The same applies to magnetic field homogeneity across the sample volume. Since the signals from all sample voxels add up, differences between main field values at different voxels might get mis-interpreted as false chemical shifts. In practice, the effect of magnetic field inhomogeneity on NMR spectra is a broadening of spectral lines (when excessive, it can reduce an intricate spectrum with hundreds of sharp lines to a broad, featureless hump). In MRI, where frequency differencies correspond to different voxel locations, main field inhomogeneity causes distorsions of the images and other image artifacts.
The requirements on stability and homogeneity of the main magnetic field, being dictated by the magnitude of the phenomena we want to observe, are different for different application areas. NMR Spectroscopy has by far the most stringent requirements (tolerances down to 0.0001 ppm), followed by MR Imaging (1-10 ppm) and some time-domain techniques (known also as low-resolution NMR) of systems with inherently very broad spectral lines which may be practicable even at the 1000 ppm level.
Since NMR Relaxometry is not concerned with Larmor frequencies, relaxation measurements can be carried out in quite inhomogeneous and unstable fields (1000 ppm or even still worse) but, nevertheless, their precision and reproducibility improves considerably with improving field quality.
A few after-thoughts:
(a) Much of the above holds also for magnetic resonance of electrons, known under the equivalent names Electron Spin Resonance (ESR), Electron Paramagnetic Resonance (EPR) and Electron Magnetic Resonance (EMR). At this introductory level, the only difference is that the proportionality constant γ between field strength and Larmor frequency is about 658 times larger for electrons than for protons so that ESR is typically carried out in the microwave frequency region. The requirements on field stability and homogeneity are milder than in NMR (100 ppm is good, 1000 ppm so-so).
(b) Three more general reasons for the amazing success of nuclear magnetic resonance in so many disparate areas:
--- Nuclides present in molecules interact among themselves and with their environment, but do not do so too strongly.

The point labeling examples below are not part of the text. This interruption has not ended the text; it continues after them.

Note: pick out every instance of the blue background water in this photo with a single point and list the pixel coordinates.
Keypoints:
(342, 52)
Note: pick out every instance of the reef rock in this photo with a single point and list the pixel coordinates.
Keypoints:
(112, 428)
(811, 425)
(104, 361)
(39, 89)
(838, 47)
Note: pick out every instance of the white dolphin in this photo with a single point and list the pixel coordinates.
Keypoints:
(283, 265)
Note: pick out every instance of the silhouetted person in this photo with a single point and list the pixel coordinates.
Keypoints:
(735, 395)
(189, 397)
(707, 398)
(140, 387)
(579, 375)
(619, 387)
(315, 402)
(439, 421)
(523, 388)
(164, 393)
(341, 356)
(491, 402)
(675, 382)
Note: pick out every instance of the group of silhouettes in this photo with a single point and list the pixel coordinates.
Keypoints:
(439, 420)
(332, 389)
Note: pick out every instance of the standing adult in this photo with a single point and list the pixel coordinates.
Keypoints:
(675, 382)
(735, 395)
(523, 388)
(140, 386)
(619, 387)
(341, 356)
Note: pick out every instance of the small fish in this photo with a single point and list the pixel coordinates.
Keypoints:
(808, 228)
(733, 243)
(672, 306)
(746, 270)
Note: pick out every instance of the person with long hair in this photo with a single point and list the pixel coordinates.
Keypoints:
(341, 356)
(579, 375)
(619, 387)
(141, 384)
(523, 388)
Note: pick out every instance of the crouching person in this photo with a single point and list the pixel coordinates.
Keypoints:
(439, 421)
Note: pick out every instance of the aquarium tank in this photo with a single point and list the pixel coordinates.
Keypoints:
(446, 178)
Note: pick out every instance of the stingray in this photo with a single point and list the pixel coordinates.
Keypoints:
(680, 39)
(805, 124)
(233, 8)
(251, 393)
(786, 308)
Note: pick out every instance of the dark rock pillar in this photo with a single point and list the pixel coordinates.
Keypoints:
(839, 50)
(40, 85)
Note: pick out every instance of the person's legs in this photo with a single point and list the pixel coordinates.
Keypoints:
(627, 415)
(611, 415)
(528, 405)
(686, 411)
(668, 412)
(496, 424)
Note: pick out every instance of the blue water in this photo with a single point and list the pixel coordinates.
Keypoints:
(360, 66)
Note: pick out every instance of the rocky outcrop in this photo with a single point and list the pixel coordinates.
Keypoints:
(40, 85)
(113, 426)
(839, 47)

As the values of relaxation times indicate, it takes relatively long time before their state is significantly altered due to the interactions, making it easy for us to follow what's going on.
--- The interaction between radio waves and matter, with the exception of bulk metals, is weak enough to permit ample sample penetration but, when it comes to magnetic nuclides, strong enough to be observable. If any of these two conditions were not satisfied, NMR and MRI as we know them today could not exist.
--- Nuclides with large magnetic moments (1H, 13C, 31P, ...) are abundant in exactly those substances which interest us most.